7

So I have this cronjob on an Ubuntu 16.04 machine that ends in

if ...
  echo "warning" | wall 2>&1 > /dev/null
fi

that I use to warn all users about some action taking place. Although I redirect its output to /dev/null, the script somehow manages to output

wall: cannot get tty name: Inappropriate ioctl for device

which gets sent per e-mail to the root account. How do I make wall silent? The broadcasting works, but I don't want to have those e-mails in my root mailbox.

# wall -V
wall from util-linux 2.27.1
Pavel
  • 1,098

2 Answers2

9

Looking at the wall source it says this:

259          if (print_banner == TRUE) {
...
...
271                  where = ttyname(STDOUT_FILENO);

This ttyname call is the cause of your issue because cron doesn't run a TTY. It is doing this because the tty name is in the banner message I.E

Broadcast message from user@host (pts/0)

Based off of the logic however it wont try this if you dont tell it to print a banner. Its trivial to avoid this problem by invoking wall like this:

if ...
  echo "warning" | wall -n 2>&1 > /dev/null
fi

This should avoid the problem entirely.

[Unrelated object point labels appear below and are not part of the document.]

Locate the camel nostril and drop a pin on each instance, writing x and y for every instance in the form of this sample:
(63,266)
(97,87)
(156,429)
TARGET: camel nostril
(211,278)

You'll need to supply your own banner however in the resulting output.

Matthew Ife
  • 24,261
2

The reason this isn't working the way you expect is because you have the two redirects specified in the wrong order. The order matters. You wrote:

wall 2>&1 > /dev/null

which means "redirect stderr to the same place stdout is currently going (usually a tty) and then redirect stdout to /dev/null". You should have written:

wall > /dev/null 2>&1

which means "redirect stdout to /dev/null and then redirect stderr to the same place stdout is currently going (which is now /dev/null)".